The Teacher's Highland Cream brand was registered in 1884. (The label on the bottles says "est. 1830", reflecting an earlier date when the founding family entered the whisky business, before the brand name was created.) Teacher's states that it uses "fully smoked peated single malt whisky from The Ardmore distillery as its fingerprint whisky" along with about 30 other single malt whiskies. Most of the output of the Ardmore distillery is used to produce the Teacher's brand.

William Teacher sons moved the business to St. Enoch Square, where it remained until 1991. The company opened its Ardmore distillery in 1898, ensuring a guaranteed supply of Scotch for its Teacher's Highland Cream blend. The brand entered the United States market after the end of Prohibition in the United States; the first shipment of Teacher's was sent on the Cunard steamer Scythia. Teacher & Sons acquired the Glendronach distillery in 1960 and built a modern blending and bottling plant in Glasgow in 1962.

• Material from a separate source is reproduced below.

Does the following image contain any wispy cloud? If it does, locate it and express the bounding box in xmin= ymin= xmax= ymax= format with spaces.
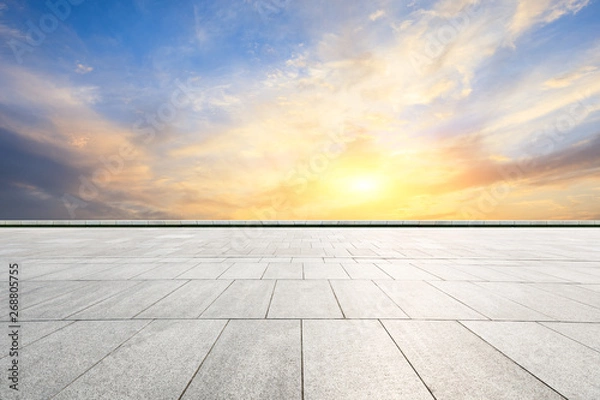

In 1976, Teacher & Sons was bought by Allied Breweries, which became part of Allied Lyons in 1978 and then Allied Domecq in 1994. The Glendronach distillery was shut down in 1996 and was later sold off to Chivas Brothers after being reopened in 2002. In 2005, Allied Domecq was taken over by Pernod Ricard. To gain regulatory approval they sold some of the acquired brands to Fortune Brands - these included Ardmore and the Teacher's brand, along with Laphroaig distillery on Islay.

Fortune Brands, which already owned Jim Beam, spun off its spirits division, including Teacher's into Beam Inc. in 2011.

In 2014, Beam was purchased by Suntory to form Beam Suntory, now known as Suntory Global Spirits.